I am emptied of energy, thought, emotion, as I pick myself up and walk to the Dome. My bones are still jangling from the pounding they took on the stairwell. I examine my ankles: no swelling and, more important, no cuts or scratches on my left ankle where I was grabbed. It is quiet, not even the sound of wind blowing. I make a wide arc around the library; I’m not overly worried that any other hunter will charge out, especially with the SunCloak gone, but I’m not taking any chances. I think I hear a hissing, wet and slushy, coming from inside. But that recedes as I draw closer to the Dome.
And in the heper village, all is quiet.
“Hey!” Silence. “Hey!”
I walk into a mud hut. Empty, as expected. And the second mud hut is just as empty. Dust motes float in a beam of sunlight.
And everywhere I go, it’s the same. Empty. Not a heper in sight.
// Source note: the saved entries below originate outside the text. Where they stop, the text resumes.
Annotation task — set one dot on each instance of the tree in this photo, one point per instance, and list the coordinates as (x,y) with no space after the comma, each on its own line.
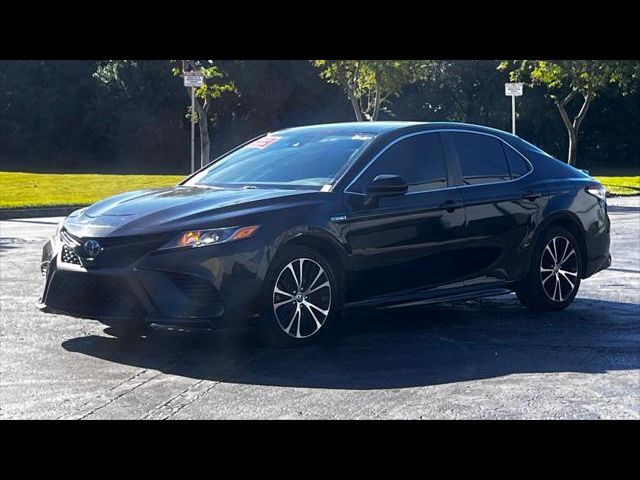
(369,83)
(215,84)
(566,80)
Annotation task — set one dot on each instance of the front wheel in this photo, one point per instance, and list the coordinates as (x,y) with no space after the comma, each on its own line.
(300,298)
(556,268)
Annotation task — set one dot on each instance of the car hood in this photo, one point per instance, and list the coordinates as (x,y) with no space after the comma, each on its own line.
(168,209)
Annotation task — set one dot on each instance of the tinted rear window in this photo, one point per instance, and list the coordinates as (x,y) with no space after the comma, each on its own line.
(482,158)
(518,165)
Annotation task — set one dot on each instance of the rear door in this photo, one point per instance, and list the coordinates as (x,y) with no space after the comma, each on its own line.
(499,208)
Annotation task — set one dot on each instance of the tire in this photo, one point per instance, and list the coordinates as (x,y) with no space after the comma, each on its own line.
(554,276)
(291,315)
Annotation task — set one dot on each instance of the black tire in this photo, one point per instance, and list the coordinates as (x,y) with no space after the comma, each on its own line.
(542,288)
(303,327)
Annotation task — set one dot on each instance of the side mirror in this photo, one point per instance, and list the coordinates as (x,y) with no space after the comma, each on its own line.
(385,186)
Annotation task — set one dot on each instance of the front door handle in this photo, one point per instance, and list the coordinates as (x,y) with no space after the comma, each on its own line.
(450,205)
(531,196)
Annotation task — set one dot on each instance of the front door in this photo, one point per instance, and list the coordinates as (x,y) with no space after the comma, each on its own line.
(407,243)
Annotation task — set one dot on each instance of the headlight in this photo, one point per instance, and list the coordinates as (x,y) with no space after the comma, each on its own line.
(214,236)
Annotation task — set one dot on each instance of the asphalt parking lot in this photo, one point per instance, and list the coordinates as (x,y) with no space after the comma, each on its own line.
(487,358)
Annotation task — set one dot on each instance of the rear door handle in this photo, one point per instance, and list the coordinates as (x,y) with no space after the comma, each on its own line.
(531,196)
(450,205)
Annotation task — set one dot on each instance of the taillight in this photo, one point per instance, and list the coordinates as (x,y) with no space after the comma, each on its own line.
(597,191)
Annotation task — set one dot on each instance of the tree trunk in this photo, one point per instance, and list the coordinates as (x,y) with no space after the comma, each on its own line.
(203,125)
(378,101)
(573,148)
(355,105)
(573,127)
(205,141)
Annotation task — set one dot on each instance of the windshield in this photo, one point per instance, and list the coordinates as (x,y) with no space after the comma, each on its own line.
(286,158)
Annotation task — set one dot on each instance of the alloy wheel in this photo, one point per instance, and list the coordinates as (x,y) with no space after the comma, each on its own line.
(559,269)
(302,298)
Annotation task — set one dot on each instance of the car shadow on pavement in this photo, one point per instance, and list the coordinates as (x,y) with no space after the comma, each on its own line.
(399,348)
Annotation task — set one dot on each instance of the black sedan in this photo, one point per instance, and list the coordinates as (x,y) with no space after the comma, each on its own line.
(297,226)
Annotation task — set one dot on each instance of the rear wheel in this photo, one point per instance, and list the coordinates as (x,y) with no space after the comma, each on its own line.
(300,298)
(556,268)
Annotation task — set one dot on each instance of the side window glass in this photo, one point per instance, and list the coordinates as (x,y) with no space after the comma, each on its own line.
(419,159)
(482,158)
(518,165)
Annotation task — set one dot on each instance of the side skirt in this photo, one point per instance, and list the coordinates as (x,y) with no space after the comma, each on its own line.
(426,298)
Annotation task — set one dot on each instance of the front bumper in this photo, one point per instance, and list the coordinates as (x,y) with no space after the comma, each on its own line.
(196,286)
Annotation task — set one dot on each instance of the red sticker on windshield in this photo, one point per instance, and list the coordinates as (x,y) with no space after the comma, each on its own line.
(264,141)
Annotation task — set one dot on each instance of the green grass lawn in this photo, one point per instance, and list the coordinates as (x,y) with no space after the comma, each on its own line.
(619,182)
(41,189)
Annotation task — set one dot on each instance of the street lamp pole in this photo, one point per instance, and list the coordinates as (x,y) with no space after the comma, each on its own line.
(193,131)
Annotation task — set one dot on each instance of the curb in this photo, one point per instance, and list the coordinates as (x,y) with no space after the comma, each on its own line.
(9,213)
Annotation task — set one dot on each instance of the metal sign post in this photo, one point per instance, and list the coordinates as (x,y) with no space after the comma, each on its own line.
(513,90)
(193,80)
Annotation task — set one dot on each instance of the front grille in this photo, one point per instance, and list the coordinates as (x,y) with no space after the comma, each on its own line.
(69,256)
(92,295)
(116,251)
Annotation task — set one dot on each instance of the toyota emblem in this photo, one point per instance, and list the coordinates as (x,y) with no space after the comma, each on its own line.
(92,248)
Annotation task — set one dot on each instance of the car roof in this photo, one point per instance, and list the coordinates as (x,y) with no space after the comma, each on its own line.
(351,127)
(390,126)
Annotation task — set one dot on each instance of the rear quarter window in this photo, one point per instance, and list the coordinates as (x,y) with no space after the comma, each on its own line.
(518,165)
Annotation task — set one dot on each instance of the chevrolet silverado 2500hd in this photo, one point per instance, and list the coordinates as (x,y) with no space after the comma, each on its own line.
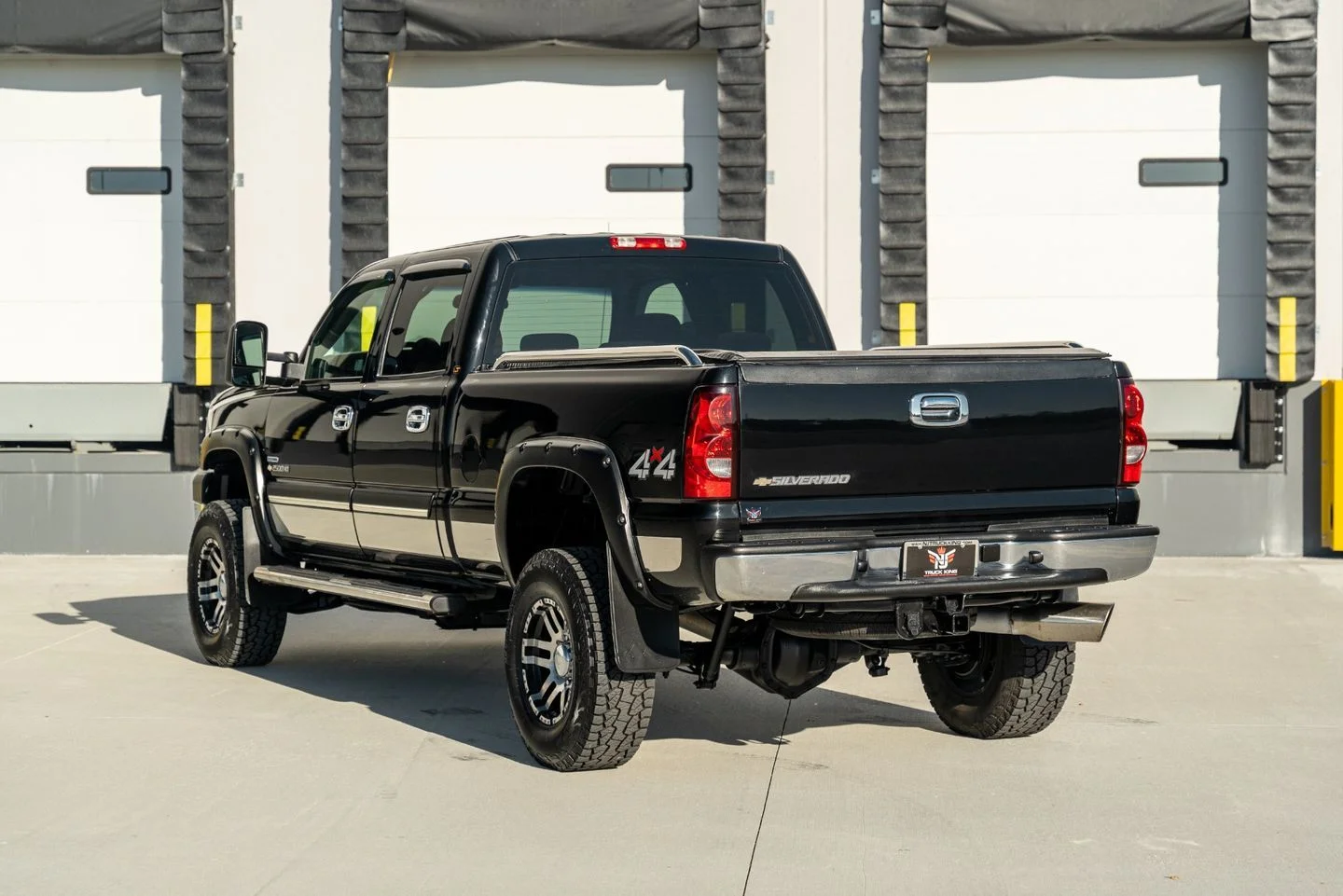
(601,442)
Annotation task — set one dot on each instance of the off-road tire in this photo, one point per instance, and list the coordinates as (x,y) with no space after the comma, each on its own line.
(1021,694)
(609,710)
(249,636)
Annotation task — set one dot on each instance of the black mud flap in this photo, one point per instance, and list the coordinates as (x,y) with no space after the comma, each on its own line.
(646,637)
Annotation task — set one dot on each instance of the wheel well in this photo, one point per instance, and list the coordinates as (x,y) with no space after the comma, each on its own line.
(549,508)
(229,480)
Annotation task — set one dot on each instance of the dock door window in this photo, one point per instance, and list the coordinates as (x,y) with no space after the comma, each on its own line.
(1182,172)
(127,182)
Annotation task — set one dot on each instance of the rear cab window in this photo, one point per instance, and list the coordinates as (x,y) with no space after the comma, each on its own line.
(652,300)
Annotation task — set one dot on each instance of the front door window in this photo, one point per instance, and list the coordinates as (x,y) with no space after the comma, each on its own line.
(342,343)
Not in the vegetable patch, not under the apple trees, not on their training ground, not in any of the mud huts.
They’re gone. From what I can gather, they left in a hurry. Their breakfast sits half-eaten in the mess hall, slices of bread nibbled at, glasses half-full with milk. I scan the plains, looking for a moving dot or a cloud of dust. But they’re nowhere to be seen.
The pond offers the reprieve I seek: water. And space and sunlight and silence. I take a long drink, then lie down next to the pond, dangling my right arm and leg into the cool water. In about four hours, the walls of the Dome will rise up, emptied of its former occupants. A new occupant will have taken their place – no, not an occupant, a prisoner. For that is what it is going to feel to me, alone within its glass walls. A prisoner as surely as Ashley June is a prisoner within the walls of the pit, down in the dark recesses of the earth.
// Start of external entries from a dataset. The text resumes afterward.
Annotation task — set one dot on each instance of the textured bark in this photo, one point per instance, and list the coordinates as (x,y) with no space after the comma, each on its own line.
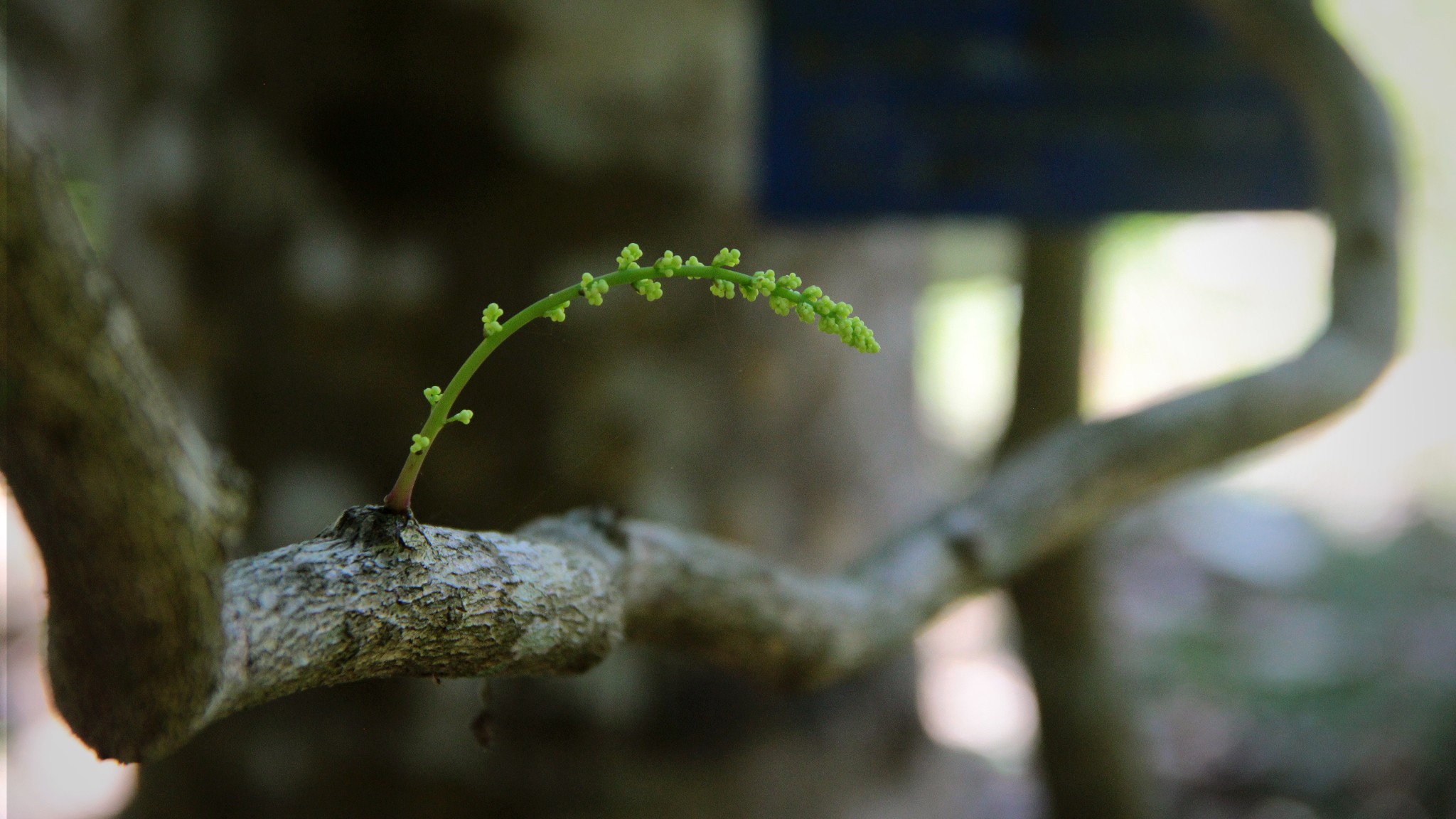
(132,505)
(132,510)
(1089,759)
(379,595)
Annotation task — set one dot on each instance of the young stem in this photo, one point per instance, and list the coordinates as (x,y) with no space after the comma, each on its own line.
(400,496)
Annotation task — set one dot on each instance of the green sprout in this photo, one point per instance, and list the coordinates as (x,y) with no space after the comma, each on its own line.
(783,298)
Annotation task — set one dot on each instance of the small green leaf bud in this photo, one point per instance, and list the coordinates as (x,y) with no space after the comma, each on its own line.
(490,316)
(725,258)
(650,289)
(629,255)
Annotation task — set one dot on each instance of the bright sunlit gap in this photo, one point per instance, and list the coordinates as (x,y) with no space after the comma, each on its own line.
(1175,304)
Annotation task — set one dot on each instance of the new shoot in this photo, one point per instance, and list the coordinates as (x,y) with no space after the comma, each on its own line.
(811,305)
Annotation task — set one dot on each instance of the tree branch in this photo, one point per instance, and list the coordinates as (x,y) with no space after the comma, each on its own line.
(150,640)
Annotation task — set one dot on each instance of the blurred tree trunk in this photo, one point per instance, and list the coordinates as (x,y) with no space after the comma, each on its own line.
(1088,755)
(311,203)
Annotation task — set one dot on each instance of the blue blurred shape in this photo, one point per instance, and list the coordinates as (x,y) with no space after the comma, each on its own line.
(1046,109)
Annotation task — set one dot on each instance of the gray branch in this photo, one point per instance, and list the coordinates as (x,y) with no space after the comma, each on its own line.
(152,637)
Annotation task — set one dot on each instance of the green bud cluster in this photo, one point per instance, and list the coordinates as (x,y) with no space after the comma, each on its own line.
(490,316)
(650,289)
(629,255)
(811,306)
(593,289)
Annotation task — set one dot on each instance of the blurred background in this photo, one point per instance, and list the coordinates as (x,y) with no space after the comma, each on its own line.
(305,203)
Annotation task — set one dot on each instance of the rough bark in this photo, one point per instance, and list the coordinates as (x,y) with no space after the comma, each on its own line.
(130,509)
(130,502)
(1089,759)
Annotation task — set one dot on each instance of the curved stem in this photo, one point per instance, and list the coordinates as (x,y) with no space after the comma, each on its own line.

How long can she last down there? The old male heper, they’d said, had stored enough food and water to last a month. But how long, alone in the darkness and cold, b
efore you lost all hope? How long before your mind snapped under the constant scratching and tapping and pounding of the door above?
And why had she done it?
I know the answer, it’s obvious, but I don’t understand it.
She did it for me. She knew, as soon as she saw the SunCloaked man burst into the main building, that I’d be dead within minutes. She did the only thing that would save me.
I run my left hand along the gravel, letting the sharpness pierce my palm. I bite my lower lip, unable to shake a feeling that I’m missing something crucially important. An indelible sense that I’m loafing when I should be hustling. I should be doing something – but what? I slap at the pond in frustration, letting water splash onto my body, my face.
I sit up. What am I missing? I replay in my mind the last images of Ashley June in reverse order: jumping into the pit, rushing into the Introduction, flying down the stairs, in the kitchen writing a letter, throwing it into the oven—
I jolt up.
That wasn’t an oven.
It was the Umbilical.
I leap to my feet and run over to it. Even yards away, I see a blinking green light, right above the slot, a steady pulsing. I’m there in seconds. I grab the slot, pull it open.
There. In the corner, a small folded piece of paper.
It crinkles lightly in my fingers as I unfold it. A short letter, written hurriedly, if not frantically.